D'autre part, ce phénomène très inattendu offre du moins cette particularité, qu'il procure, jusqu'à présent, à l'équipage une source de distractions salutaires.
Dans quelques jours, le soleil va disparaître pour bien longtemps et les nuits ont déjà une interminable longueur.
Or, après le froid et le manque de provisions, le plus redoutable ennemi du voyageur arctique est, sans contredit, la lugubre monotonie des ténèbres qui se continuent, sans autre rémission que de fugitives aurores boréales, jusqu'à la lointaine apparition du soleil.
Aussi, le principal souci des chefs, après avoir assuré à leur personnel des subsistances et un abri contre les morsures du froid polaire, est-il d'obvier à cette absence de lumière, à cette nuit des yeux que produit la nuit des âmes.
On sait l'étiolement causé aux végétaux par l'obscurité prolongée. Ils deviennent veules, blafards, incolores et succombent après un dépérissement rapide.
Toutes proportions gardées, il en est de même pour l'homme chez qui l'absence continuelle du jour produit une sorte de paralysie intellectuelle se répercutant sur le physique, au point de compromettre gravement sa santé.
Aussi, l'imagination, la sagacité d'un commandant d'expédition arctique sont-elles excitées sans relâche pour lutter contre cette atonie, qui est une porte ouverte à toutes les maladies menaçant les reclus.
Encore ne peut-on pas imposer aux gens la consigne de se distraire par ordre, au commandement, comme on exécute une manœuvre. Il faut, sous peine de les voir s'étioler, tomber en langueur et dépérir, trouver quelque chose qui frappe leur esprit, les intéresse, les intrigue, les pousse au travail intellectuel, les mette en gaieté, les émeuve, bref, leur fasse exécuter, inconsciemment, une sorte de gymnastique cérébrale.
C'est là une hygiène morale qu'il ne faut pas plus négliger que l'hygiène physique, car elle est pour le moins aussi indispensable à la santé des hivernants.
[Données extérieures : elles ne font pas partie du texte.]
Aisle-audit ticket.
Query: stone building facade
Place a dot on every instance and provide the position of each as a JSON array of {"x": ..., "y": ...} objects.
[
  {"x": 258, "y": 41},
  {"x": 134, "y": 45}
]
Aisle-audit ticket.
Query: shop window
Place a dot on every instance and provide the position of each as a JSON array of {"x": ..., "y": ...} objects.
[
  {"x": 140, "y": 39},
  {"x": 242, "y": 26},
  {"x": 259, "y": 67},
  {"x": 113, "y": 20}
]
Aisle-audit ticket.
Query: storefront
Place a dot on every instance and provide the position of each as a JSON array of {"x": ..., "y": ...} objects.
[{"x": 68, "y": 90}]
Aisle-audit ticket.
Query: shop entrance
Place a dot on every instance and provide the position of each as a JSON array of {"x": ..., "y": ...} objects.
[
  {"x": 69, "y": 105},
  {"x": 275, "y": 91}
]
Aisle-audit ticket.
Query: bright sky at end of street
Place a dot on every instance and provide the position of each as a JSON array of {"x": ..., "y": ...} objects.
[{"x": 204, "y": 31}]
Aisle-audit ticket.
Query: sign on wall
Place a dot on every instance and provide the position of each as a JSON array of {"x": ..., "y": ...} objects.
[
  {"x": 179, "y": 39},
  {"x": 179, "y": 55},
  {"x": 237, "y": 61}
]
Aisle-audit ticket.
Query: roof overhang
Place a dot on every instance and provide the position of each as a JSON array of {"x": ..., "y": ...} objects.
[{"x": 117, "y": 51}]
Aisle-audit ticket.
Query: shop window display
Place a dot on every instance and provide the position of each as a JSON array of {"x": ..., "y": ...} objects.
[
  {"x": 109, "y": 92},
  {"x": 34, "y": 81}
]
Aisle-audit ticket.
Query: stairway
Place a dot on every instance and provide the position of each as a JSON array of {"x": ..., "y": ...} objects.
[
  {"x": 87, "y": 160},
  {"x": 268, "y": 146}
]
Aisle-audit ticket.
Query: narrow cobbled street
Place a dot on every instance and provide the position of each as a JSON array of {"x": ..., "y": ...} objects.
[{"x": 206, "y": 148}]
Or le déplacement incessant de la banquise amène chaque jour un contingent de distractions, en ce sens qu'il donne lieu à toutes sortes d'incidents imprévus, sans compter que les glaçons n'étant jamais en repos, les hommes sont constamment en alerte, et comme on le verra dans la suite, sur un perpétuel qui-vive!
Donc, pour résumer en un mot la situation, à quelque chose malheur est bon. Car, n'était le froid qui devient de plus en plus dur, la vie à bord de la Gallia serait une vie de cocagne, du moins autant que peut l'être celle d'hivernants au voisinage du pôle.
Entre temps, le soleil, avant de quitter l'hémisphère, semble multiplier comme à plaisir les anomalies les plus étranges et les plus inattendues. Et tel ou tel phénomène dont l'apparition est lettre close pour les marins, devient, pour les officiers, l'occasion d'une substantielle et attrayante leçon donnée avec une simplicité pleine d'affectueuse bonhomie.
Cette explication suscite alors une bordée de commentaires parfois extravagants, mais accueillis avec gaieté, de façon à éloigner pour un jour encore l'intolérable ennui.
Le plus fréquent de ces phénomènes est sans contredit le halo.